# **Chinook Database Analysis Assignment**

## **Scenario:**

You are a data analyst at **MusicWave Inc.**, a company that specializes in music distribution and sales. Your company uses the Chinook database to manage its music collection, sales, and customer information. Recently, your manager has tasked you with analyzing the database to extract valuable insights that can help the company make informed business decisions.

## **Introduction to the Chinook Database:**

The Chinook database is a sample database that represents a digital media store.
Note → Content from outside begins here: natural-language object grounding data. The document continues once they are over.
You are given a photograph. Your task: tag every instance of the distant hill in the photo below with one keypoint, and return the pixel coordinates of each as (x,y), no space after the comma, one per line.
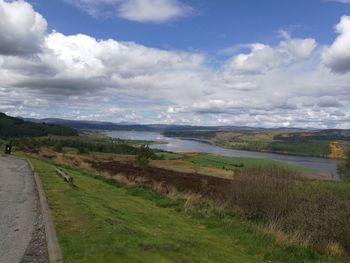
(110,126)
(16,127)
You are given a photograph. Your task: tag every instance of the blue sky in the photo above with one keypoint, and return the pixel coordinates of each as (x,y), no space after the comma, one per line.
(212,25)
(231,62)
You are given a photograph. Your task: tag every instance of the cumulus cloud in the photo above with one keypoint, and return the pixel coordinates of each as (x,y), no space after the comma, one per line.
(339,1)
(81,77)
(263,57)
(135,10)
(337,56)
(22,29)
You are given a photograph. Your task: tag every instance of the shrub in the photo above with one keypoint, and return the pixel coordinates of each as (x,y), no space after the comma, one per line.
(322,218)
(57,147)
(343,169)
(264,193)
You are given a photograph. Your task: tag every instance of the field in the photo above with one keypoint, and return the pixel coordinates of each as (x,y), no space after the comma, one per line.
(327,143)
(103,220)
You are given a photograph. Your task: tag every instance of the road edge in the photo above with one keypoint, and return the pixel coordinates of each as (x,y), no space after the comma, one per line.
(54,250)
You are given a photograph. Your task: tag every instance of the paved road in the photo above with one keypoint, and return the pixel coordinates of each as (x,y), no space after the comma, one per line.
(18,209)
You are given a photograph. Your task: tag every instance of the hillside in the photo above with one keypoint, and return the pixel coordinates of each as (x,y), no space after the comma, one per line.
(15,127)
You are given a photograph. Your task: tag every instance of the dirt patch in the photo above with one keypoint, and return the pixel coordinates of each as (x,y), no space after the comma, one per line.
(213,187)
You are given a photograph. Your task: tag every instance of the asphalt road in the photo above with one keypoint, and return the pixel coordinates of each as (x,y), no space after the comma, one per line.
(18,209)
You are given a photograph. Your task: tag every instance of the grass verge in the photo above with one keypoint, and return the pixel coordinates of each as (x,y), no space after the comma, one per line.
(105,221)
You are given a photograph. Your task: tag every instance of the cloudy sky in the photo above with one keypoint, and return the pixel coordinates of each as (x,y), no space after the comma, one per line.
(265,63)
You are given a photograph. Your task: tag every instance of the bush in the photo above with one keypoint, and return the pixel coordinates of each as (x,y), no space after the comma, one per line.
(343,169)
(317,212)
(58,147)
(264,193)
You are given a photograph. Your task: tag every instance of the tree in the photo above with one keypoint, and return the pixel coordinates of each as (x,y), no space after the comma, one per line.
(343,169)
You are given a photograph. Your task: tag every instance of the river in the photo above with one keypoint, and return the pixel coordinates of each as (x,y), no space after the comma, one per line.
(180,145)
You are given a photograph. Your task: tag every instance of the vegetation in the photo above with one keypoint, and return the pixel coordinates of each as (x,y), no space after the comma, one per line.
(344,168)
(106,221)
(326,143)
(232,163)
(83,144)
(316,211)
(15,127)
(144,155)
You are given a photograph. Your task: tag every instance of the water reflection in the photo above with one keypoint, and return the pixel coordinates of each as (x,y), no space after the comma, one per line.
(179,145)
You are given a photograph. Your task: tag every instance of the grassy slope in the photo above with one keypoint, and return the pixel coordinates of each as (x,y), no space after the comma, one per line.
(227,162)
(104,221)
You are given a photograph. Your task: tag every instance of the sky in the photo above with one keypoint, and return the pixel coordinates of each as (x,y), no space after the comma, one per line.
(271,63)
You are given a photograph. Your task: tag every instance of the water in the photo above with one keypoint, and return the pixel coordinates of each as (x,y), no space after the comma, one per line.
(179,145)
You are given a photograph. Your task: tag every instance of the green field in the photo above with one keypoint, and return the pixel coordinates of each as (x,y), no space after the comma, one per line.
(230,163)
(105,221)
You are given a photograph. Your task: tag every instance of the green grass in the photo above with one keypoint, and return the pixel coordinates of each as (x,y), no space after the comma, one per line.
(104,221)
(234,162)
(319,148)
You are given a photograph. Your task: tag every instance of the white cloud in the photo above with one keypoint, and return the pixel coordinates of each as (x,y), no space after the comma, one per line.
(263,57)
(156,11)
(339,1)
(22,29)
(80,77)
(337,56)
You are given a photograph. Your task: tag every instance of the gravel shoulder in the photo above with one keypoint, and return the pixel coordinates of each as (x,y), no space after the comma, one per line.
(22,235)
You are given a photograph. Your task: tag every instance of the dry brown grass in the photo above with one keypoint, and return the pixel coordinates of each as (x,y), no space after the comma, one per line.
(188,167)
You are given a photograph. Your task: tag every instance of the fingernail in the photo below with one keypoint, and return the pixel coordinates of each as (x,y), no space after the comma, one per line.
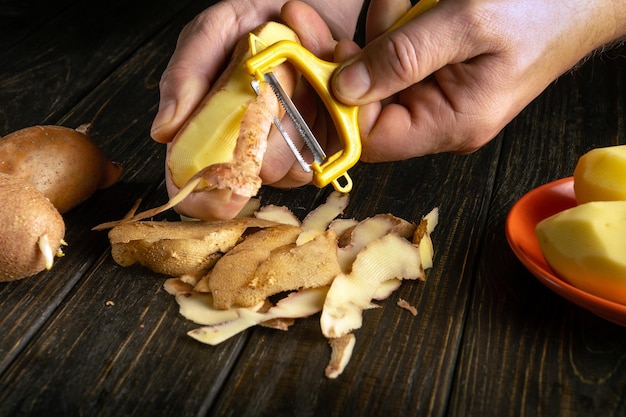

It includes tables for:
- **Artists**: Information about the music artists.
- **Albums**: Information about the albums, each linked to an artist.
- **Tracks**: Information about individual tracks, including which album they belong to.
- **Customers**: Information about the customers.
- **Invoices**: Information about sales transactions.
- **InvoiceLines**: Detailed information about each item in an invoice.
- **Genres**: Information about the genres of the tracks.
- **MediaTypes**: Information about the types of media.
- **Employees**: Information about the employees.

The database schema allows for complex queries to analyze various aspects of the music store's operations.

## **Getting Started:**

### **Download the Chinook Database**

1. Download the Chinook SQLite database from [here](https://github.com/lerocha/chinook-database/raw/master/ChinookDatabase/DataSources/Chinook_Sqlite.sqlite).

2. Upload the `Chinook_Sqlite.sqlite` file to your Google Colab environment.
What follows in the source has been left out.